Frissons de circonstance

Et ce n’est pas mieux ailleurs. En Mauritanie, une codification sociale essentiellement raciale sert de prétexte à l’esclavage. L’indignation très épisodique de la communauté internationale n’a pas aidé à mettre fin au fléau. Peut-être a-t-on besoin d’une vidéo qui buzze pour en finir avec pareils crimes contre l’humanité ?

Des vidéos chocs, ce n’est pas ce qui a manqué au Liban, où la maltraitance des personnels de maison de nationalité étrangère sévit et fait des victimes. De nombreuses dénonciations y avaient ainsi fait écho au suicide d’une aide ménagère éthiopienne après de nombreuses agressions infligées par son employeur. C’est aussi dans ce pays, l’un des plus modernes du monde arabe, qu’une autre forme d’esclavage a été publiquement dénoncée après le démantèlement d’un réseau de trafics d’êtres humains ayant fait de nombreuses réfugiées syriennes des esclaves sexuelles.

En réalité, l’esclavage n’a jamais cessé d’exister. Ce sont juste les manières de le pratiquer qui ont muté, et cela n’est pas le propre des sociétés matériellement fragiles. La preuve dans les riches pays du Golfe. Des travailleurs étrangers y sont traités comme des sous-hommes. Leurs passeports confisqués, ils sont la proie de familles sans scrupule qui les exploitent sans le moindre respect de la dignité humaine.

Cela fait l’objet de tollés à la suite de quelques reportages dénonciateurs ou après de tragiques faits divers. L’un des plus récents a eu lieu il y a quelques mois, lorsqu’une vidéo d’une travailleuse éthiopienne chutant d’un bâtiment a été diffusée sur la Toile. La scène, filmée par l’employeuse, fait froid dans le dos. Des frissons de circonstance ne débouchant sur aucun changement pour des milliers d’étrangers partis chercher du travail au pays de l’or noir et n’ayant trouvé qu’une misère humaine aliénante.

Une misère instrumentalisée

Dans nos sociétés arabes modernes, plusieurs décennies après l’abolition de l’esclavage, la servilité se poursuit, faisant abstraction des lois internationales et d’éthique censées être universelles. Le nouvel esclavage est ce moyen banalisé qu’ont trouvé les plus nantis pour instrumentaliser la misère des plus faibles.

La scène filmée par CNN en Libye a certes choqué. Le monde a découvert, effaré, que quelque part sur terre, l’esclavage existe encore, au vu et au su de la foule complaisante.

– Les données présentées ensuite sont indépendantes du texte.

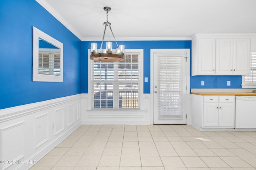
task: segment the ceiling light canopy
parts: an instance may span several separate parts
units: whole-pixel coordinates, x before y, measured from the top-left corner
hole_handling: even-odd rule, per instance
[[[112,29],[111,29],[111,23],[108,21],[108,13],[111,10],[110,7],[106,6],[103,8],[104,10],[107,12],[107,21],[103,23],[103,24],[105,25],[105,29],[104,29],[104,33],[102,40],[101,41],[101,45],[100,45],[100,49],[99,50],[99,53],[98,53],[98,50],[97,48],[96,43],[91,43],[91,55],[90,58],[91,60],[95,61],[118,61],[124,60],[124,45],[120,45],[118,46],[116,40],[116,38],[113,33]],[[116,49],[115,53],[113,53],[112,49],[112,42],[107,42],[106,43],[106,49],[103,50],[102,45],[103,41],[104,40],[104,37],[105,36],[105,33],[106,32],[106,29],[108,26],[109,26],[109,28],[111,31],[113,37],[115,39],[115,41],[117,46],[117,48]]]

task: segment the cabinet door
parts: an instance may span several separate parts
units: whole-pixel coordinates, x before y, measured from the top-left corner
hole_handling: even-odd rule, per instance
[[[235,107],[234,103],[219,104],[219,127],[234,127]]]
[[[204,103],[203,126],[217,127],[218,126],[218,103]]]
[[[234,39],[233,74],[249,74],[250,72],[250,39]]]
[[[215,73],[215,39],[198,39],[198,73]]]
[[[232,65],[233,39],[216,39],[216,74],[232,74]]]

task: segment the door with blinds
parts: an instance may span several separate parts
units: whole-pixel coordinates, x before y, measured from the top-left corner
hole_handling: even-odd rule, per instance
[[[187,60],[186,52],[154,53],[154,124],[186,124]]]

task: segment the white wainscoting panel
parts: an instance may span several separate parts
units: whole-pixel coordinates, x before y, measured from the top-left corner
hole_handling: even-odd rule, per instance
[[[49,140],[49,116],[46,113],[35,117],[35,149]]]
[[[55,110],[55,135],[56,135],[64,130],[64,108],[59,108]]]
[[[1,160],[19,161],[25,156],[24,121],[16,123],[1,128]],[[5,170],[12,165],[6,162],[0,164]]]
[[[81,102],[77,102],[77,120],[81,118]]]
[[[74,107],[74,104],[68,106],[68,126],[69,126],[75,121]]]
[[[0,160],[14,161],[0,170],[29,169],[80,126],[81,97],[0,109]]]

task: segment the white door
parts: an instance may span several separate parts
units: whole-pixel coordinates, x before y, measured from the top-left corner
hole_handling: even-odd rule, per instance
[[[153,54],[154,124],[186,124],[188,53]],[[160,50],[160,49],[159,50]],[[189,61],[188,61],[189,62]],[[189,64],[189,63],[188,64]],[[189,91],[189,90],[188,90]]]

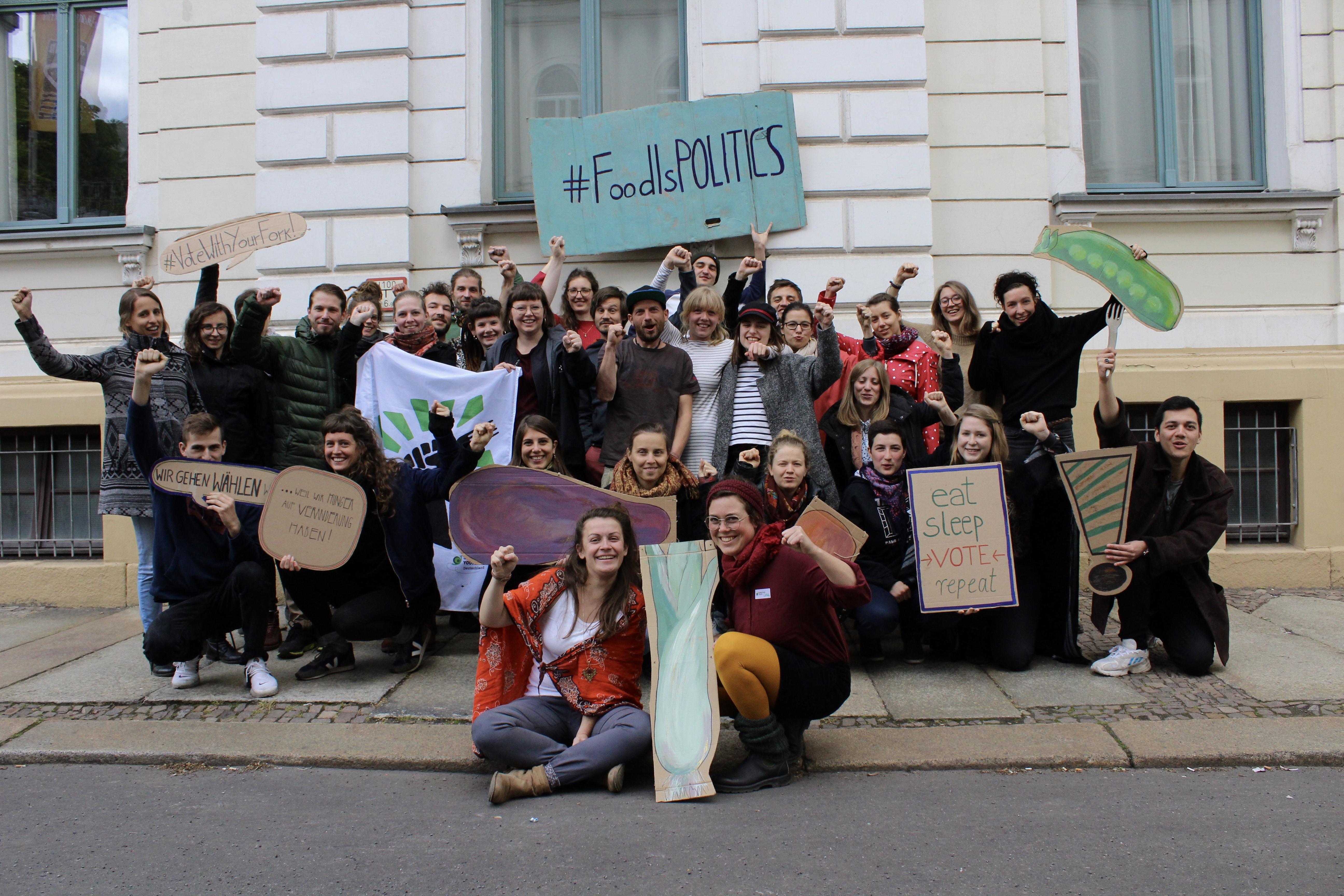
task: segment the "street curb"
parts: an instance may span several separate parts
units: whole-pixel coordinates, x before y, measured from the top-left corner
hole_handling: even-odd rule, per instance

Mais alors que la communauté internationale est désormais informée, cela sera-t-il amené à changer ? Pas tant que des sociétés entières s’écarteront des normes sociales et éthiques internationalement reconnues. Pas tant que les mentalités rétrogrades et les mauvaises pratiques à l’ancrage social profond l’emporteront sur les législations. Les sociétés développées sont celles dont les mœurs ne sont pas en guerre avec les lois.

Inès Oueslati est une journaliste tunisienne.